MobileNet v2

Use case : `Image classification`

Model description

MobileNet v2 is very similar to the original MobileNet, except that it uses inverted residual blocks with bottlenecking features.

It has a drastically lower parameter count than the original MobileNet.

MobileNet models support any input size greater than 32 x 32, with larger image sizes offering better performance. Alpha parameter: float, larger than zero, controls the width of the network. This is known as the width multiplier in the MobileNetV2 paper, but the name is kept for consistency with applications.

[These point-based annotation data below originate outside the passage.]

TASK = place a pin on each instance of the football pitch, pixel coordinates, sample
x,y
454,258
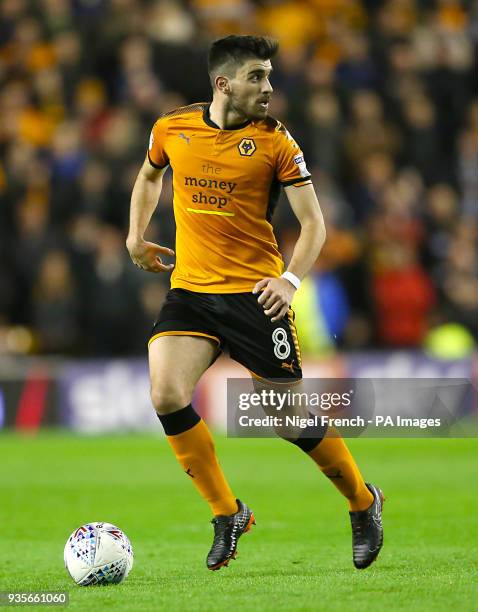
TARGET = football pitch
x,y
298,557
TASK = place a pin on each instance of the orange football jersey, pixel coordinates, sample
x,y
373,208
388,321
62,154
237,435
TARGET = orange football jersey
x,y
226,184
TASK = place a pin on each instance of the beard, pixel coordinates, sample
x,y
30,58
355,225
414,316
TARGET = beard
x,y
248,108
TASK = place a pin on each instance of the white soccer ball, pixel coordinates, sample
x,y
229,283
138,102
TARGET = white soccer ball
x,y
98,553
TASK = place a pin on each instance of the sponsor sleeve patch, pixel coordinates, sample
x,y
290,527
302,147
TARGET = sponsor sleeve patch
x,y
300,162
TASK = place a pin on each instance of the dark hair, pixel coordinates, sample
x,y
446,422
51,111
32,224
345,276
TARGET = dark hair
x,y
237,49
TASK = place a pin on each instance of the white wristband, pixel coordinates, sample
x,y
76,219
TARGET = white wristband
x,y
292,278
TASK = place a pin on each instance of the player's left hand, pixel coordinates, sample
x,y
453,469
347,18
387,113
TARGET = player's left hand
x,y
276,296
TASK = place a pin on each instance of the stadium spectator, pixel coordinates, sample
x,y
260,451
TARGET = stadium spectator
x,y
382,96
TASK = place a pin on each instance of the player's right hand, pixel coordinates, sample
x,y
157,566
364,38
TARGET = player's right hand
x,y
146,255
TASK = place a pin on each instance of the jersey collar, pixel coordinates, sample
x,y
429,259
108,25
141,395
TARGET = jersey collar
x,y
207,119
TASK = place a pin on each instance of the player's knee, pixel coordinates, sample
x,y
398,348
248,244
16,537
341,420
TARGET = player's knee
x,y
168,398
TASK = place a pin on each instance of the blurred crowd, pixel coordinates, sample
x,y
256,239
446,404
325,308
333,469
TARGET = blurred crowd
x,y
381,95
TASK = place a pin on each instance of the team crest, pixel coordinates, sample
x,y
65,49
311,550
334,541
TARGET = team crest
x,y
247,147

If alpha < 1.0, proportionally decreases the number of filters in each layer.

If alpha > 1.0, proportionally increases the number of filters in each layer.

If alpha = 1.0, default number of filters from the paper are used at each layer.

(source: https://keras.io/api/applications/mobilenet/)

The model is quantized in int8 using tensorflow lite converter.

Network information

Network Information	Value
Framework	TensorFlow Lite
MParams alpha=0.35	1.66 M
Quantization	int8
Provenance	https://www.tensorflow.org/api_docs/python/tf/keras/applications/mobilenet_v2
Paper	https://arxiv.org/pdf/1801.04381.pdf

The models are quantized using tensorflow lite converter.

Network inputs / outputs

For an image resolution of NxM and P classes

Input Shape	Description
(1, N, M, 3)	Single NxM RGB image with UINT8 values between 0 and 255

Output Shape	Description
(1, P)	Per-class confidence for P classes in FLOAT32

Recommended platforms

Platform	Supported	Recommended
STM32L0	[]	[]
STM32L4	[x]	[]
STM32U5	[x]	[]
STM32H7	[x]	[x]
STM32MP1	[x]	[x]
STM32MP2	[x]	[x]
STM32N6	[x]	[x]

Performances

Metricss

Measures are done with default STM32Cube.AI configuration with enabled input / output allocated option.
tfs stands for "training from scratch", meaning that the model weights were randomly initialized before training.
tl stands for "transfer learning", meaning that the model backbone weights were initialized from a pre-trained model, then only the last layer was unfrozen during the training.
fft stands for "full fine-tuning", meaning that the full model weights were initialized from a transfer learning pre-trained model, and all the layers were unfrozen during the training.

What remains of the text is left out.